Théologie Systématique – III. Dogmes Purs

Appropriation du Salut

I
La dispensation de justice et la dispensation de grâce

1. Deux moyens de salut : par la loi, par la foi

Par quel moyen l’homme peut-il avoir part au salut qui est en Jésus-Christ ? — C’est la question suprême. — La Bible répond : par la loi (ou par les œuvres), par la foi (ou par grâce). — L’Évangile n’a pas abrogé la loi.

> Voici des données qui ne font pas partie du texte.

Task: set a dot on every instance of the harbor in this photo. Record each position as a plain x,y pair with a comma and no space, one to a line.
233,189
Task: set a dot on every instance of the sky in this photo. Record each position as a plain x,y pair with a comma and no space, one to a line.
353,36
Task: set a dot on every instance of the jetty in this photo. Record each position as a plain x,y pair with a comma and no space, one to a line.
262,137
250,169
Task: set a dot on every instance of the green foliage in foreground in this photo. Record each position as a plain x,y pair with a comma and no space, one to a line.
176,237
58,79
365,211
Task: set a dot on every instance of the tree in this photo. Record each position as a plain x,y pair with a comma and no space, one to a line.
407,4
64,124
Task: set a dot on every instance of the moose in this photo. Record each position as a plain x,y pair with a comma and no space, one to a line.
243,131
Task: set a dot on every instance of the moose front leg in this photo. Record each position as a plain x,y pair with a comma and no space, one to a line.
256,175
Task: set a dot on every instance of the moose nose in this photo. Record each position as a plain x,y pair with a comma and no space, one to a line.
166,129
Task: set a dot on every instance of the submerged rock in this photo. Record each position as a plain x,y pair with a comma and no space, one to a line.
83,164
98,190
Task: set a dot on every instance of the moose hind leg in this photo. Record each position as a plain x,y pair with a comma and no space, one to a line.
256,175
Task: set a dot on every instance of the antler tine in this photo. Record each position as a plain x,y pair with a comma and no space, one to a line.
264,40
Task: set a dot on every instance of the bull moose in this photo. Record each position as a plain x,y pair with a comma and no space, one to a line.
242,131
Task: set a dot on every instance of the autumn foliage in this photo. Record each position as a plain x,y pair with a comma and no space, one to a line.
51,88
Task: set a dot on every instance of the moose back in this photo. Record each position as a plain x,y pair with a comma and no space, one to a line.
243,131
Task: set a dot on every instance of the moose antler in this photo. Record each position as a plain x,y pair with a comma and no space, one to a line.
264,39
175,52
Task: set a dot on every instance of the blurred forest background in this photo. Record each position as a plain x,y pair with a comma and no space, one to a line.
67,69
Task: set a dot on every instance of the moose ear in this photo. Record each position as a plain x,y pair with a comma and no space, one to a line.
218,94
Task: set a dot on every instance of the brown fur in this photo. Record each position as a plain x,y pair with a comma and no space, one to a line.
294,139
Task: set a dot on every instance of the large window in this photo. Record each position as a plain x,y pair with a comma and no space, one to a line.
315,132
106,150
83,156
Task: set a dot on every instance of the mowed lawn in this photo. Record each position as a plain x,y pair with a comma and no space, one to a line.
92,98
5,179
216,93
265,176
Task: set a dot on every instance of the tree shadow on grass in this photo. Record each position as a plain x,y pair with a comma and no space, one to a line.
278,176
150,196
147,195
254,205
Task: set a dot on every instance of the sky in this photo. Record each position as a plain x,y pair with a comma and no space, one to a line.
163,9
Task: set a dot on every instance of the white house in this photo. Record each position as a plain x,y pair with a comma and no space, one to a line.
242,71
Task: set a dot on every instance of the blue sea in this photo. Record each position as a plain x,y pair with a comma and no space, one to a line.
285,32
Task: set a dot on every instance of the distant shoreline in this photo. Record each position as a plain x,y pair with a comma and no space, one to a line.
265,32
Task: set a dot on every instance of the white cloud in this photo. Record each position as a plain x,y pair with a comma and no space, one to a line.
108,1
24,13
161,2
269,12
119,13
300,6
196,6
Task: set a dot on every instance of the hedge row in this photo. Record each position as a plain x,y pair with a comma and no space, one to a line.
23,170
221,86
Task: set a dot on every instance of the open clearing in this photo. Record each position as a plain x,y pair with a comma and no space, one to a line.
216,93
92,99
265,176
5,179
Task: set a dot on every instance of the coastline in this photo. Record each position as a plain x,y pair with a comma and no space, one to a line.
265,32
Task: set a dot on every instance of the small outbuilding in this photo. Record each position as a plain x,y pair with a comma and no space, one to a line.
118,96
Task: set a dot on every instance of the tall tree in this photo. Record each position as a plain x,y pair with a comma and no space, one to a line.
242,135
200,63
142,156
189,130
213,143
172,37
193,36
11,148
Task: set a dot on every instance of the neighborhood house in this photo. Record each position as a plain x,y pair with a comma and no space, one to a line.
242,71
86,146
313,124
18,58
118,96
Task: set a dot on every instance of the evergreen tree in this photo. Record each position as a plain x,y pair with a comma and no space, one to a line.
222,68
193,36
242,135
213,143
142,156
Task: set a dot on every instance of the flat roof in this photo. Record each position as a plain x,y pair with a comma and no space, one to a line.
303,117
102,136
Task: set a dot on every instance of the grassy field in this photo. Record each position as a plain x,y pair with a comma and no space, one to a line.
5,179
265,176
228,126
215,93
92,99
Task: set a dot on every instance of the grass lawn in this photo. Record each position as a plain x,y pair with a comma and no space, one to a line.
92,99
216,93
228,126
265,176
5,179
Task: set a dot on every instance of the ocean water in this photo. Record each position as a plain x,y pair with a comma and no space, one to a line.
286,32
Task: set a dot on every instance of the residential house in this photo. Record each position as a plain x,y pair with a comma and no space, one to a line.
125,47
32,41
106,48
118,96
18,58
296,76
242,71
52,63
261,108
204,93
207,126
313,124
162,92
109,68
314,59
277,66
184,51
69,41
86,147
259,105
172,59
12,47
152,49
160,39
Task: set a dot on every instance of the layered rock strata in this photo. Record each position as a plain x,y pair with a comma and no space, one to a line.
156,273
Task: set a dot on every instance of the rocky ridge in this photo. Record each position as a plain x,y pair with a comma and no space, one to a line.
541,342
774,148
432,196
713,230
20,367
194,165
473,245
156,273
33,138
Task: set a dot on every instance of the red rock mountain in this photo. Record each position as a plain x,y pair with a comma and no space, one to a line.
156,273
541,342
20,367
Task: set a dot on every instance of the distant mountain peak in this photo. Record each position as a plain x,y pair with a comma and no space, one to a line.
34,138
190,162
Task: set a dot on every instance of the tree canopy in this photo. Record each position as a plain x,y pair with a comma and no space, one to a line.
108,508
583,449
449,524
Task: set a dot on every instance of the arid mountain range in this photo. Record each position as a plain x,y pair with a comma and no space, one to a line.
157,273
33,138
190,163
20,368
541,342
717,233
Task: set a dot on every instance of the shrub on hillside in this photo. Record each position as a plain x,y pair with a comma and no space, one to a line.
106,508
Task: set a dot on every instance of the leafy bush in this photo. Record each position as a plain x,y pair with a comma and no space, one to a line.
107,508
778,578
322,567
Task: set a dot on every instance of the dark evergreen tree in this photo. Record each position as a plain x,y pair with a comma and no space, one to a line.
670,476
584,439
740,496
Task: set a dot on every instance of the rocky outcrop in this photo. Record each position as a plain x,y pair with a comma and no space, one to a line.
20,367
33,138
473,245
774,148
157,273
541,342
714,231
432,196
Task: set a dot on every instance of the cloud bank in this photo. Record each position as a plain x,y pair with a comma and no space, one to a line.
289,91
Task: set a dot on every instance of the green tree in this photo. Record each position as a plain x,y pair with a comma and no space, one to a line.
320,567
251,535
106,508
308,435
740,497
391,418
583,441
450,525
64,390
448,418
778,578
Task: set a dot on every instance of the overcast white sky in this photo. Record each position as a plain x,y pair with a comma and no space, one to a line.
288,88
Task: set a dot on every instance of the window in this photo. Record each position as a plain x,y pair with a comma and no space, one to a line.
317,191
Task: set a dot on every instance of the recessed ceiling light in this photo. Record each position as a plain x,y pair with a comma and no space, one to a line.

Nous avons établi la doctrine de l’expiation sur laquelle repose la dispensation de grâce, et qui forme par conséquent un des principaux objets de la foi, mais dont l’importance suprême ne devient réellement sensible que par l’éveil de la conscience, dans la disposition intérieure nommée conviction de péché. Le pardon est l’élément fondamental du salut et, en un sens, le salut lui-même. La loi nous condamne, et ses prescriptions, non plus que ses sanctions, ne sauraient être anéanties. Jésus-Christ nous a obtenu l’amnistie céleste après laquelle ont soupiré toutes les âmes préoccupées de leur état moral et de leur avenir éternel. Médiateur entre Dieu et les hommes, il s’est donné en rançon pour tous… Il nous a rachetés de la malédiction de la loi en se faisant malédiction pour nous. Aussi saint Paul déclare-t-il qu’« il ne veut savoir autre chose que Jésus- Christ et Jésus-Christ crucifié. »

Mais par quel moyen l’homme peut-il avoir part au salut qui est en Christ, ou, en d’autres termes, s’approprier les bienfaits de la rédemption ?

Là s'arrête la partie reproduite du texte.